Loot boxes are in-game treasure chests that contain random items. They're typically purchased using in-game currency or real-world money and they've become a common sight in online video games in the last few years, generating millions in profit for publishers.
But some critics fear they're too much like gambling and are exploitative. Some countries, like Belgium and the Netherlands, have already taken legal action and forced publishers to modify or remove loot boxes from their games.
The Entertainment Software Association (ESA) pointed out in a statement to Variety on Wednesday that many other countries don't see the harm in them.
"Numerous countries, including Ireland, Germany, Sweden, Denmark, Australia, New Zealand, and the United Kingdom, determined that loot boxes do not constitute gambling," said Stanley Pierre-Louis, acting president and CEO of the ESA.

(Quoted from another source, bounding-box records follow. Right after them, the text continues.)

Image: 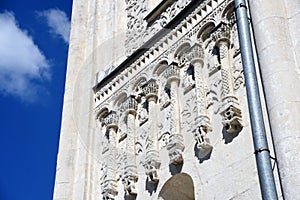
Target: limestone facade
[54,0,300,200]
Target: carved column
[102,111,119,199]
[122,96,138,194]
[212,23,243,134]
[142,79,161,182]
[188,44,212,156]
[164,62,184,164]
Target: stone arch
[174,42,191,60]
[96,106,109,124]
[113,92,127,107]
[158,173,195,200]
[153,59,168,76]
[132,76,147,92]
[221,1,235,22]
[197,21,216,42]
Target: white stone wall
[54,0,300,200]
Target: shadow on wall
[158,173,195,200]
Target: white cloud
[0,12,50,102]
[39,9,70,43]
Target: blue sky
[0,0,72,200]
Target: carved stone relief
[95,0,244,199]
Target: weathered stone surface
[54,0,300,200]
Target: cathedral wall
[54,0,299,200]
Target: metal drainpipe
[235,0,278,200]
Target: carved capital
[122,166,138,195]
[167,134,185,164]
[121,95,137,116]
[142,79,158,102]
[103,111,119,129]
[221,96,243,134]
[187,44,204,64]
[211,22,230,47]
[144,150,161,182]
[102,180,118,199]
[164,62,180,83]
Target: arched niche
[132,76,147,92]
[153,60,168,76]
[174,42,191,63]
[113,92,127,107]
[158,173,195,200]
[221,1,235,22]
[197,21,215,42]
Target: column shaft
[249,0,300,200]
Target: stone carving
[212,22,243,134]
[182,65,195,94]
[142,79,161,182]
[101,111,119,199]
[138,103,148,126]
[97,0,248,199]
[221,96,243,134]
[121,95,138,195]
[164,62,185,164]
[125,0,147,56]
[159,89,171,110]
[189,44,212,155]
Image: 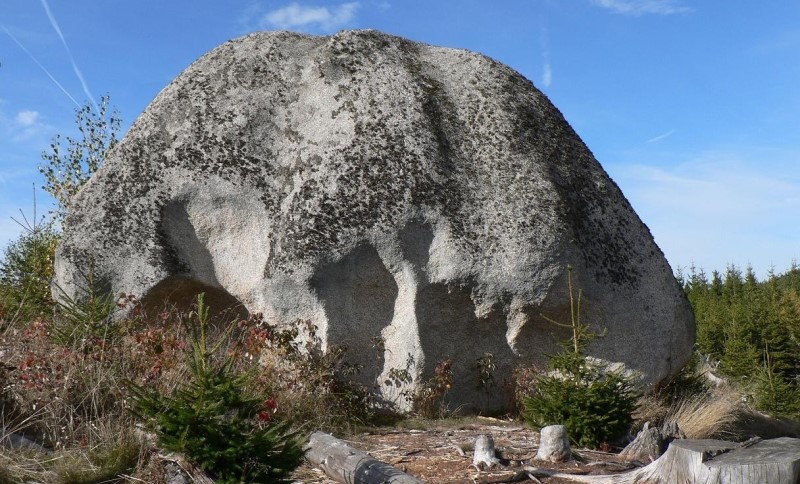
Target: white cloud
[591,0,692,16]
[261,2,360,32]
[16,111,39,126]
[647,129,675,143]
[542,62,553,87]
[539,26,553,88]
[608,152,800,277]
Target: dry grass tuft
[665,385,748,439]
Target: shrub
[130,295,303,483]
[39,95,122,220]
[523,268,640,447]
[0,219,59,325]
[411,358,453,418]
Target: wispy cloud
[539,27,553,88]
[0,25,81,107]
[15,110,39,127]
[259,2,360,32]
[542,62,553,87]
[608,151,800,276]
[41,0,100,112]
[647,129,675,143]
[591,0,692,16]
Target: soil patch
[295,417,635,484]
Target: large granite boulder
[56,31,694,409]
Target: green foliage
[411,358,453,418]
[55,440,142,484]
[39,95,121,220]
[0,211,59,325]
[51,266,124,346]
[680,265,800,418]
[130,294,303,483]
[523,268,640,447]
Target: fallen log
[306,432,423,484]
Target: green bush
[0,224,59,322]
[522,268,640,448]
[130,294,303,483]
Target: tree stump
[306,432,422,484]
[619,422,664,463]
[536,425,572,462]
[472,435,500,470]
[536,437,800,484]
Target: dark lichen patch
[65,31,661,308]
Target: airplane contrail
[2,25,81,108]
[41,0,100,113]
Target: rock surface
[56,31,694,409]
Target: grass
[0,276,800,484]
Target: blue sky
[0,0,800,276]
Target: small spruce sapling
[523,267,640,448]
[128,294,304,484]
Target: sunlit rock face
[56,31,694,410]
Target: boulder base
[56,31,694,409]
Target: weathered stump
[306,432,422,484]
[536,425,572,462]
[472,435,500,470]
[536,437,800,484]
[619,422,664,463]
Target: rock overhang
[57,31,694,407]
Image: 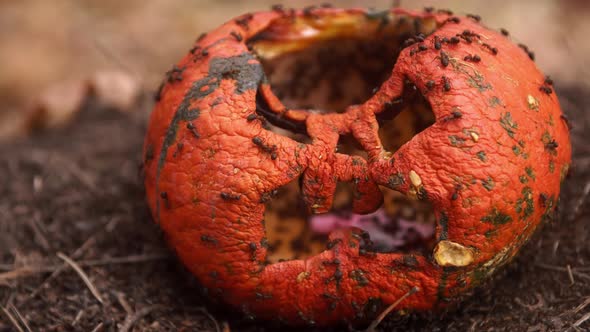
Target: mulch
[0,88,590,332]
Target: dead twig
[514,293,545,311]
[116,292,133,315]
[57,252,104,304]
[71,309,84,327]
[574,312,590,327]
[365,286,420,332]
[566,264,576,286]
[119,304,162,332]
[2,307,25,332]
[197,307,221,332]
[535,263,590,280]
[574,296,590,314]
[92,322,104,332]
[0,254,170,282]
[23,219,113,303]
[9,304,33,332]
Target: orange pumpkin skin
[144,8,571,325]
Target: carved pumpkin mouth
[249,14,436,262]
[144,8,571,325]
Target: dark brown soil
[0,89,590,331]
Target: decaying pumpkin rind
[144,8,571,325]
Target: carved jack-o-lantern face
[144,8,571,325]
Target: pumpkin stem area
[249,12,436,263]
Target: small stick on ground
[566,264,576,286]
[574,312,590,327]
[197,307,221,332]
[0,254,170,282]
[574,296,590,314]
[535,263,590,280]
[365,286,420,332]
[22,218,119,303]
[2,307,25,332]
[116,292,133,316]
[92,322,104,332]
[71,309,84,327]
[119,304,162,332]
[9,304,33,332]
[57,252,104,304]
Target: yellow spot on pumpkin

Sen. Hawley's proposed bill is called the Protecting Children From Abusive Games Act. If it passes, it will apply new consumer protections to games targeted at children under the age of 18. It will define what those games are by using subject matter, visual content, and other indicators similar to those used to determine applicability of the Children's Online Privacy Protection Act (COPPA).
The protections will also apply to games with a wider audience where the developers knowingly allow minors to play and engage in microtransactions. The bill will ban loot boxes with randomized or partially randomized rewards. It will also prohibit certain exploitative pay-to-win mechanics. For example, developers won't be able to manipulate the competitive balance of multiplayer titles to encourage players to buy microtransactions that give them an advantage.
Manipulating a game's progression system to entice players into spending money to progress won't be allowed as well. The FTC will be responsible for enforcing the rules. If developers break them, state attorneys general could file suits to defend the residents of their states.
Hawley is not the first U.S. politician to propose loot box legislation. Lawmakers in Hawaii introduced four bills in February 2018 that aim to regulate the sale of video games containing loot boxes. Two of the bills would ban selling such games to people under the age of 21. The other two require publishers to clearly label games that have loot boxes and disclose the odds of winning items.
Meanwhile, Senator Maggie Hassan, D-N.H., asked the Federal Trade Commission to investigate the practice of video game loot boxes last year. The FTC plans to hold a workshop about the issue in August, where it will discuss the origins of loot boxes, how they're being marketed to consumers, and the potential behavioral impact they could have on children.